Home » Arte » Uomo Vitruviano di Leonardo da Vinci: descrizione e significato

Uomo Vitruviano di Leonardo da Vinci: descrizione e significato

L’Uomo Vitruviano, considerato uno dei simboli della civiltà occidentale e custodito presso le Gallerie dell’Accademia di Venezia, è il celebre disegno realizzato da Leonardo da Vinci, genio poliedrico del Rinascimento, nel 1490 circa, a matita e a inchiostro su carta (34,3 cm x 24,5 cm).

Si chiama Uomo Vitruviano perché Leonardo prese spunto dal testo del III libro De architectura di Marco Vitruvio Pollione, architetto e scrittore romano del I secolo a.C., considerato il più famoso teorico dell’architettura di tutti i tempi. In esso, l’architetto Pollione pone il problema delle proporzioni e sostiene che per costruire in maniera perfettamente consona è necessario che le misure siano in perfetta armonia con le misure fisiche del corpo umano che lui considera perfette.

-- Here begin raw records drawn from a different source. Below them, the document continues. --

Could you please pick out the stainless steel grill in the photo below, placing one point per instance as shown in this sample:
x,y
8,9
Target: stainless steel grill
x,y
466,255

Leonardo, però, non conosceva il latino (lingua in cui era scritto il trattato) e non aveva una copia del De architectura: la nota rappresentazione è perciò l’esito di attenti studi sull’anatomia umana, matematica e proporzione, nonché dell’amicizia con Francesco di Giorgio Martini e Giacomo Andrea da Ferrara con i quali, incontrati in diverse occasioni nel 1490, probabilmente discusse il passo vitruviano che descrive le proporzioni ideali del corpo umano, posizionato al centro del cerchio e del quadrato, le figure geometriche ritenute perfette da Platone, perché simboleggiano l’unione tra la perfezione spirituale e divina (rappresentata dal cerchio) e quella fisica e terrena (rappresentata dal quadrato).

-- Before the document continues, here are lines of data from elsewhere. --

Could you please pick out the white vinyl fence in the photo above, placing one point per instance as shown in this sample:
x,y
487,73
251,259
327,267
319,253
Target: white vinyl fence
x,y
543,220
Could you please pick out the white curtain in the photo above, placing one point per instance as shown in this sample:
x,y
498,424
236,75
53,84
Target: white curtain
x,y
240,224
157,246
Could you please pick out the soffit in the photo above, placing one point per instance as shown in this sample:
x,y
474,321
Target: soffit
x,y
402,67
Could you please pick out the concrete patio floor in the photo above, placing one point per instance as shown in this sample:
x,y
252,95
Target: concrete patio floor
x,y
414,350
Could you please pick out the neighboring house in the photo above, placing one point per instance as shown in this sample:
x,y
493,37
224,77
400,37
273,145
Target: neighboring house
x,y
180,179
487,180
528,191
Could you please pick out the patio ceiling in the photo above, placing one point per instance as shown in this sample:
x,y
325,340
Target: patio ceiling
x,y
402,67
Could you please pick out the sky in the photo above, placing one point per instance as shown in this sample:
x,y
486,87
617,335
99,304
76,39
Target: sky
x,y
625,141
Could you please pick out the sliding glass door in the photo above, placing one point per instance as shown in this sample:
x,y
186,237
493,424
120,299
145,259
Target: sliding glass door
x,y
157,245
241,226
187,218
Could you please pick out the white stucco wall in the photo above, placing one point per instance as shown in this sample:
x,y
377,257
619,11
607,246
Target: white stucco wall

Leonardo da Vinci Uomo Vitruviano descrizione

L’Uomo Vitruviano è raffigurato in due posizioni sovrapposte, all’interno di forme geometriche perfette: è iscritto nel quadrato (con le gambe unite e con le braccia aperte all’altezza delle spalle) e nel cerchio (con le gambe divaricate e con le braccia sollevate fino al punto in cui le dita estese della mano si trovino allineate con la sommità del capo), rappresentando la connessione simbolica tra l’umano (il quadrato) e il divino (il cerchio).

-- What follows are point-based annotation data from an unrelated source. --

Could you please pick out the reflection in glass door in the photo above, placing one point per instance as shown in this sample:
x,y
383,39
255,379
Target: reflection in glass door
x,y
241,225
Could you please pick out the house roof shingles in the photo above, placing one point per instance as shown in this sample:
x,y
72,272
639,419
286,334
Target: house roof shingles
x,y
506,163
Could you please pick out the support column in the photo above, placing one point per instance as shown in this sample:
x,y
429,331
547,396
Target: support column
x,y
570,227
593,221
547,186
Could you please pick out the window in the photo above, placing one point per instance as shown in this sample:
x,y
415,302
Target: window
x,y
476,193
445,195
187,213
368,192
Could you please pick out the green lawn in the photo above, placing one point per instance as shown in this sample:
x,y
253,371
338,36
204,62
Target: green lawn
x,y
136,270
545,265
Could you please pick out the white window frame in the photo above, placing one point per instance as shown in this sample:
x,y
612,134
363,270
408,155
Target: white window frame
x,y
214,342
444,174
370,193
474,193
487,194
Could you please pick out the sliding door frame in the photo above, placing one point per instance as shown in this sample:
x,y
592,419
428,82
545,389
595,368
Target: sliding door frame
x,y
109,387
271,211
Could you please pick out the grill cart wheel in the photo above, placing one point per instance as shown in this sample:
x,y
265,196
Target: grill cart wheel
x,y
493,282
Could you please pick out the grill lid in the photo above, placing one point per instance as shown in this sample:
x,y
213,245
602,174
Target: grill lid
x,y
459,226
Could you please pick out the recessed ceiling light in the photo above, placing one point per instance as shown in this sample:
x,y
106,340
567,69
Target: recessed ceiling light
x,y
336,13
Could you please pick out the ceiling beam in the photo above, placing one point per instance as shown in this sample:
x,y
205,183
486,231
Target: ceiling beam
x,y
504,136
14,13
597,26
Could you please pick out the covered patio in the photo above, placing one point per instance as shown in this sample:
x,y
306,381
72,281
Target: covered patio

L’Uomo Vitruviano e il simbolismo del cerchio e del quadrato

Il cerchio, non presentando né spigoli e né angoli, simboleggia la continuità, l’eternità e la perfezione assoluta, che non ha né inizio e né fine. Il quadrato con i suoi quattro lati uguali e angoli retti, è una figura statica e ferma, opposta alla dinamicità del cerchio, incarnando la natura solida e materiale della Terra. Questo disegno riflette dunque l’idea rinascimentale dell’uomo come unione tra microcosmo e Universo (o macrocosmo), un concetto che Leonardo da Vinci ha esplorato ampiamente nelle sue opere scientifiche e artistiche.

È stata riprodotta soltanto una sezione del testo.